Even with the influx of breast cancer screenings and checkups, the symptoms of breast cancer can often go ignored, especially for younger women. Breast cancer is typically known as an older person’s disease, so young women, and sometimes even young men, can often miss those early signs of breast cancer.
Most breast cancers are discovered by women during regular everyday activities like bathing or getting dressed. It’s super important to know how your breasts typically feel and look and to be alert for any signs and symptoms of breast cancer, such as a lump, which can help you detect the cancer early, when it is the easiest to treat the disease.
Research shows that regular breast self exams are not actually the best way to detect cancer early. But being aware of how your breasts typically look and feel and scheduling a doctor’s appointment as soon as you notice any abnormalities and changes can help you get diagnosed early. Most breast cancers are detected during daily activities like applying deodorant, showering and scratching, and it is recommended that women see a doctor if they have one or more symptoms of breast cancer, even if the symptoms seem mild.
The symptoms of breast cancer
Most breast changes are caused by hormonal conditions or cycles that are less worrying than breast cancer, but if you do spot or experience any breast cancer symptoms, even mild ones, you should see a doctor right away.
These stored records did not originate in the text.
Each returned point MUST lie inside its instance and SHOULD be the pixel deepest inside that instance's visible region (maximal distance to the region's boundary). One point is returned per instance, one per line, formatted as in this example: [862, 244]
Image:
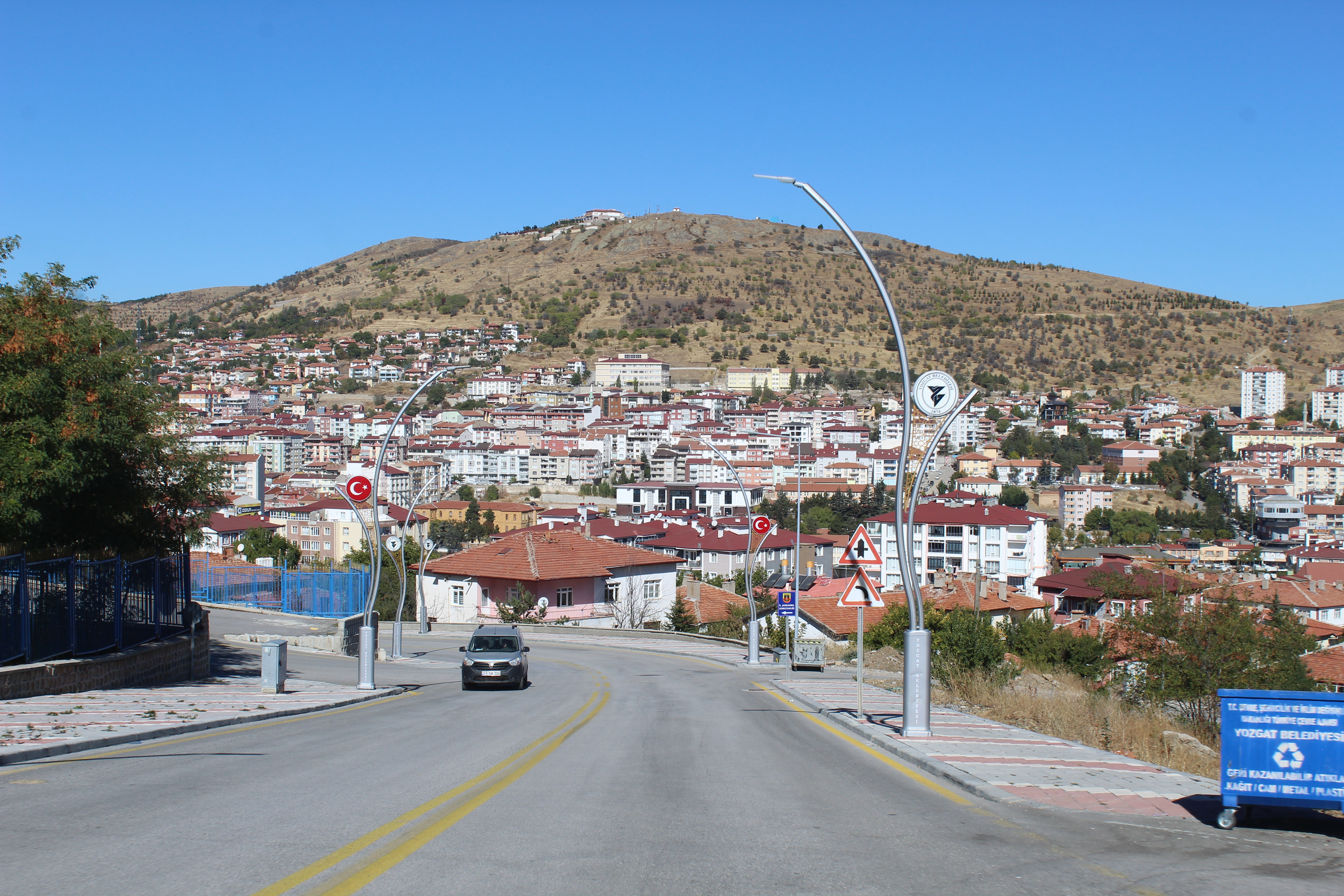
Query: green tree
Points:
[682, 617]
[88, 461]
[521, 608]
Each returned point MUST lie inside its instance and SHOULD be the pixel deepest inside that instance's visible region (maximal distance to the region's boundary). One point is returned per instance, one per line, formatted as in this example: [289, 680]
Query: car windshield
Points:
[494, 644]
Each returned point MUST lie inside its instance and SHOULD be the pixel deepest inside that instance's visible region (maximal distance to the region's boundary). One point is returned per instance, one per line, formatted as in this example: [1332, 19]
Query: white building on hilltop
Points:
[1263, 390]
Here are some breast cancer symptoms to watch out for:
● A lump in the breast or armpit. A lump in the armpit or breast is the most common symptom of breast cancer, so you should see a doctor right away if you spot a lump. Patients often describe this lump as a ball or a nodule, and the lumps might feel rubbery and soft or hard. You might not be able to see the lump, unless you have very small breasts or the lump is very large, so it’s important that you feel around your breasts in order to see if you have any lumps.
● Skin redness. Skin redness on your breasts is another common symptom of breast cancer.
● Dimpling or puckering on the breast. If you see any dimpling or puckering on the breast, you should schedule a doctor’s appointment and get it checked out right away.
● Scaliness on the nipple. If you spot scaliness on your nipple, this is another common sign of breast cancer. This scaliness can sometimes extend to the areola.
● Discharge from the nipple. Discharge from the nipple is another common sign of breast cancer.
● Nipple changes. If you spot any changes in your nipples, this can be another common sign of breast cancer. Nipple changes might include the nipple turning inward or pulling to one side or changing direction.
● Ulcer on the breast or nipple. An ulcer on either your breast or nipple is another common sign of breast cancer. The ulcer on your nipple can sometimes extend to the areola.
● Thickening of the skin. Thickening of the skin on your breasts can be another common sign of breast cancer. This thickening of the skin usually results in an orange peel texture, so watch out for that and schedule a doctor’s appointment if you notice any thickening of the skin, especially with the orange peel texture.
Most of these signs and symptoms only apply to women. While it is rare, men can also get breast cancer, and the most common symptoms of breast cancer in men are dimpling, discharge and lumps.
How to reduce your risk of breast cancer
Early detection, and contacting a breast surgeon Adelaide if you choose to go that route, is certainly important when it comes to breast cancer, but it is also super important to do what you can to reduce your risk. There are so many lifestyle choices you can make to reduce your risk of breast cancer.
● Stay lean after menopause. Maintaining a healthy weight and a low amount of body fat, as well as consuming a healthy diet, can help reduce your risk.
● Get active and sit less. We also recommend at least 150 minutes of moderate exercise or 75 minutes of vigorous exercise per week, including strength training at least twice per week.
● Avoid alcohol. If you drink alcohol, we recommend limiting yourself to no more than one drink per day if you are a woman and no more than two drinks per day if you are a man.
● Choose to breastfeed. We recommend breastfeeding exclusively for six months after giving birth and continuing to breastfeed even when other foods are introduced.
● Manage hormones naturally. If you are going through menopause, we recommend trying non-hormonal methods of managing your symptoms before turning to hormone replacement therapy.